「生き生きした子ども」それは親の願いであり教師の願いでもあります。

 ところが子どもたちは、親の想像をはるかに超えた状況の中で様々なストレスにさらされて生きています。友人や先輩、下級生との関係、ハードスケジュール、容姿や学力などのコンプレックス、家庭内の問題などのストレスがあります。自覚の程度はさまざまであっても不安やおそれを感じていることが多いのです。

 また両親の夫婦喧嘩や離婚、小中学校での不快な体験、いじめや暴力行為などの被(加)害者などの体験から子どもの心に深い影を落とし、傷あとを残していく場合も少なくありません。

 学校の一例を紹介しましょう。中学の英語の授業で生徒が順に教科書を読んでいくときに、「私は読むのをとばされた」という生徒がいます。スラスラと読めないため、授業が進まなくなるのです。挫折感は大きく、人間的な尊厳をも侵されて来たといえるでしょう。さまざまな生い立ちのなかで、学校や人への不信感、さらに自己不信と無力感にとらわれている生徒がいるのです。

 U君は、自分の信条として「人を信じない。誰でも疑ってかかる」とはっきり言います。これまで何があったのでしょうか。裏切られ、自尊心を傷つけられた経験が多かったのでしょう。とても残念ですが、彼のように基本的に人への信頼感がすくない生徒が多いように感じられます。こうした生徒の話は、表現がとても未熟で自分でもよくわからない場合もあるうえ、逸脱する行動をした場合には彼らの真意や論理にそって聞かなければなりません。

 暴力事件を起こした生徒が「あいつは、生意気だから殴った」とすれば、何に対して生意気と感じたのか、その言葉のはしはしに、生徒の抑圧された物の見方や感じ方、葛藤を見ることができます。

 中には、自分の気持ちを表現する言葉を持っていなくて、気持ちを伝えるには、相手を脅すような行為しかとれない生徒もいました。相手が、自分にへつらうようになって、自分の存在を維持できる子どももいました。このような生徒の表現方法は、腕力であり体力であることが多いのです。自分が持っている言葉も態度も、暴力を補助するためのものでしかないことがあります。

 暴力が、憎しみや怒りを増幅するというようには考えません。自分の思うところが伝われば、それでよい。そのような考えを持つようになった背景には、「暴力を肯定する家族」の場合があります。このようなときには、父親の暴力をやめてもらう協力が必要になります。また教師から殴られてきた場合もあります。学校、教師の指導の反映ということもあるのです。

 暴力事件では、殴っているほうが一方的に攻撃ばかりしていて、殴られているほうはひたすら防御している。このように見えることがあります。ところが攻撃を受けていると最も強く感じているのは、実は殴っている方だったということがあるのです。外聞も恥もすてて、殴らなければならないほど、攻撃を受けていたということもあります。
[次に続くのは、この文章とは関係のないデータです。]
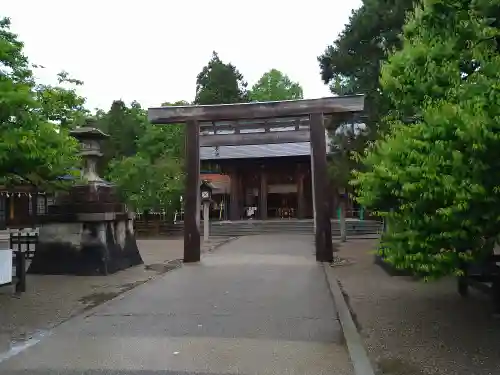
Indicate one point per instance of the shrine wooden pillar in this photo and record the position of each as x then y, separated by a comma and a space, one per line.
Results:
263, 195
192, 242
34, 208
235, 196
323, 227
300, 192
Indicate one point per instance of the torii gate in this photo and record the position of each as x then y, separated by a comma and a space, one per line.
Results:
289, 114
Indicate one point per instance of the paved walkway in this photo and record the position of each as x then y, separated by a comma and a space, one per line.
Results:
258, 305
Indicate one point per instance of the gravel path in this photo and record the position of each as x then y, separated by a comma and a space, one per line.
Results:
50, 300
413, 328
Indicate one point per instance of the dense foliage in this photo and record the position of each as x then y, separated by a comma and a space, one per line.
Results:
151, 178
144, 161
436, 180
352, 65
35, 146
274, 86
220, 83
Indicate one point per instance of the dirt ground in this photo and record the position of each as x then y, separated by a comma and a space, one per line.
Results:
50, 300
411, 327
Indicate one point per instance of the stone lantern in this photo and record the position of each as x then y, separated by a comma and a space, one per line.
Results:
88, 231
206, 191
90, 151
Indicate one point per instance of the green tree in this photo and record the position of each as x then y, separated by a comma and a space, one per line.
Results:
152, 178
34, 147
352, 64
274, 86
220, 83
125, 125
436, 180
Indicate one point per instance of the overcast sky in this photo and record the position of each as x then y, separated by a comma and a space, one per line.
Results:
152, 50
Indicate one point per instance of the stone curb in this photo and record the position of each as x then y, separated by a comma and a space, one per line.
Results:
357, 352
216, 246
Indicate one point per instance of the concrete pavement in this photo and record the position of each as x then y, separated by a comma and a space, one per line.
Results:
258, 305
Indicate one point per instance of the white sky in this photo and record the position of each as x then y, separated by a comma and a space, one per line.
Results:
152, 50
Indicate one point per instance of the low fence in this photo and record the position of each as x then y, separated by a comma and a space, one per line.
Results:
24, 242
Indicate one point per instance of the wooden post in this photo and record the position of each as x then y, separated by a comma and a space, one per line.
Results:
313, 189
263, 195
206, 221
342, 223
300, 192
192, 240
34, 208
234, 203
323, 232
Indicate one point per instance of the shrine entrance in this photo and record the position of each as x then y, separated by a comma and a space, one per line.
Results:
291, 121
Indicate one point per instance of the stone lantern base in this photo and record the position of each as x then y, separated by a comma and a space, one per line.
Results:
89, 236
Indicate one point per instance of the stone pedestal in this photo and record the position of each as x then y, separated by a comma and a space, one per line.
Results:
88, 231
86, 235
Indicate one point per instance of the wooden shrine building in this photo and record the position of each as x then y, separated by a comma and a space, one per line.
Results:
274, 154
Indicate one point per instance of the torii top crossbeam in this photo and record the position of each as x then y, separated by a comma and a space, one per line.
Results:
313, 109
256, 110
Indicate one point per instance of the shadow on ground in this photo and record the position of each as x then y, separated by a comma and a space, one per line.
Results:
413, 328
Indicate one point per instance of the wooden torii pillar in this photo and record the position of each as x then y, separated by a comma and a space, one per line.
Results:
314, 109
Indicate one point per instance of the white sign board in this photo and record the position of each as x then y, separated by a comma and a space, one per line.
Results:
5, 266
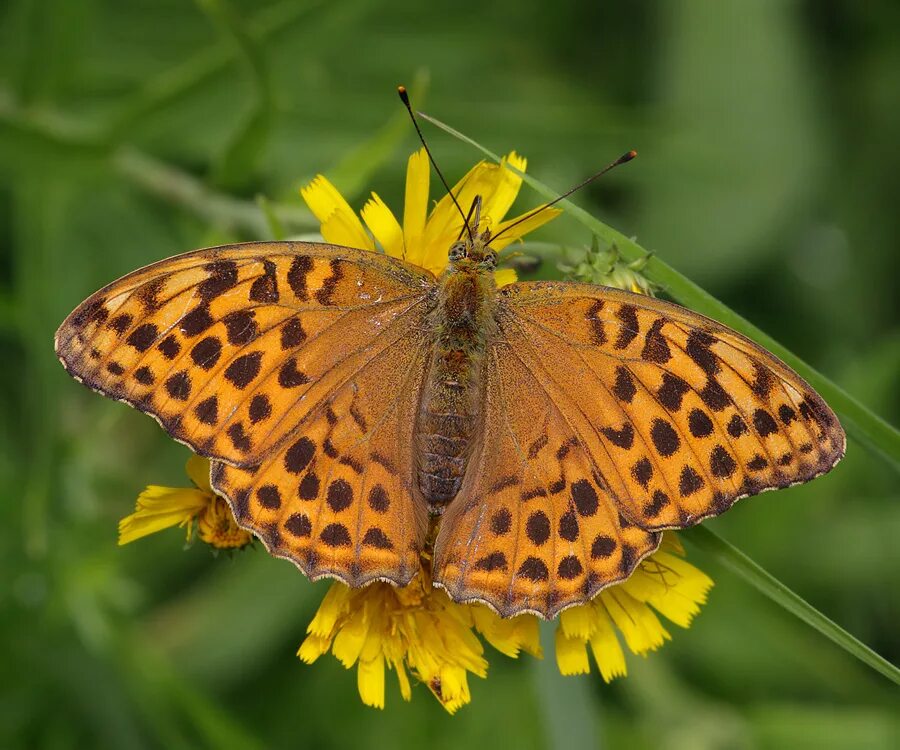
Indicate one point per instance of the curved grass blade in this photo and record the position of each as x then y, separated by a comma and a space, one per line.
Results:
861, 423
732, 558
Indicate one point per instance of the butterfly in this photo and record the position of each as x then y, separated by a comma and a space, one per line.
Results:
353, 403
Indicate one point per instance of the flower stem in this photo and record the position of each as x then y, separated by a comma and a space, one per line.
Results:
860, 423
732, 558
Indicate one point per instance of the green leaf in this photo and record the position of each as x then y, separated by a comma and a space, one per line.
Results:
860, 423
731, 557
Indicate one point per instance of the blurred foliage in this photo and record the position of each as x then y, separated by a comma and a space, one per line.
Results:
134, 130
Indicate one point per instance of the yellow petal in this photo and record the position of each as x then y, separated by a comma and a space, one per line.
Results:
333, 606
571, 654
686, 591
197, 469
529, 225
312, 648
606, 649
403, 680
340, 225
349, 642
161, 508
384, 226
578, 622
370, 681
505, 276
415, 207
641, 628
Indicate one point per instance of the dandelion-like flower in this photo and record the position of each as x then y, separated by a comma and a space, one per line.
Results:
424, 238
160, 508
418, 628
418, 631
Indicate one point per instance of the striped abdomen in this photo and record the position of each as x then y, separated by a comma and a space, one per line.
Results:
451, 400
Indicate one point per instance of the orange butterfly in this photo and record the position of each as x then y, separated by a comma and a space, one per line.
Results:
348, 397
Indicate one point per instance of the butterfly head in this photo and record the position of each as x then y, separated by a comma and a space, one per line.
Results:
472, 254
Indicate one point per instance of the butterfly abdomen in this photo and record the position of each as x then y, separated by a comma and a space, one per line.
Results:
462, 323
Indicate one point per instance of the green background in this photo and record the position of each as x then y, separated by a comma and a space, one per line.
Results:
134, 130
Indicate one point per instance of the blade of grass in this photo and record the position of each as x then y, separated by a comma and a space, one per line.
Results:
241, 156
162, 91
569, 713
861, 423
732, 558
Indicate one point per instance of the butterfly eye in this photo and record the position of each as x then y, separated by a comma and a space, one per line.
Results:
457, 251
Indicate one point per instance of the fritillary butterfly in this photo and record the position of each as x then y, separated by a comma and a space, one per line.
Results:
346, 397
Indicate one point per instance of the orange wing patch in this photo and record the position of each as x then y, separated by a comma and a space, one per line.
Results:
337, 497
535, 527
682, 415
227, 347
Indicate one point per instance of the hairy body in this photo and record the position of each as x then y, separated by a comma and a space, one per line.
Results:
462, 324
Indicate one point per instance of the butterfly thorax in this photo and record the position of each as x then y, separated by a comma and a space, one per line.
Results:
462, 323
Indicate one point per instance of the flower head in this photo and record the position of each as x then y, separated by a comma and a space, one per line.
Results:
418, 630
161, 508
663, 583
424, 238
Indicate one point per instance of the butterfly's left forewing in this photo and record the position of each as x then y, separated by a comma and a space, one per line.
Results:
608, 418
303, 364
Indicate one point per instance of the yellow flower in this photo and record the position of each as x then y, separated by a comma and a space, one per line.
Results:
161, 508
424, 238
416, 628
663, 582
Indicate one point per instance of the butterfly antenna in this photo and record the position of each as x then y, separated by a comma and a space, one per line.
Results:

 また、生徒が大人に対して自分の行為を弁護するために、極端に攻撃的になるときがあります。こころに秘めた深い孤独感や悲哀感の感情を悟られないように防衛しようとしている場合があるのです。ですから、大人への強がり、怒りなどとして表現されるため、ツッパリの理由がよくわからないこともあります。

 物事をとらえるときに、表面的な事実から子どもを見て、叱責、怒鳴り、指示、命令するばかりでは子どもから発するSOSを見失ってしまうことがあります。私たちは、子どもの発する「言葉や生活行動にかくれたもの」は何なのか、彼らの行動が意味するものの背景にどんな意味があるかを考えていく必要があるように思えます。

 思春期の子どもたちは巨大なエネルギーを持っています。うっかりすると、親も教師も混乱の中に巻きこまれて、とんでもないことになりかねません。ゆとりをもって対応することが必要です。

 今、大人の私たちに必要なことは、子どもの行動を単純に非難し小言を言うことではなく、子どものこころ深くに秘めているものは何かを感じ取り、子どもに寄り添いながら温かく見守り励ましてあげることではないでしょうか。

 教師や親の押しつけでは、子どものこころは閉ざされてしまいます。問題行動の背景には、学校がかかえる問題、家庭にひそむ悩みなどさまざまです。子どもの問題は「大人にとっての問題」でもあるのです。

 このような理解にたって、少しでも子どもたちに新しい希望や力をもたらすよう、そして子どもの命を守るため何ができるか、取り組まなければならないと考えています。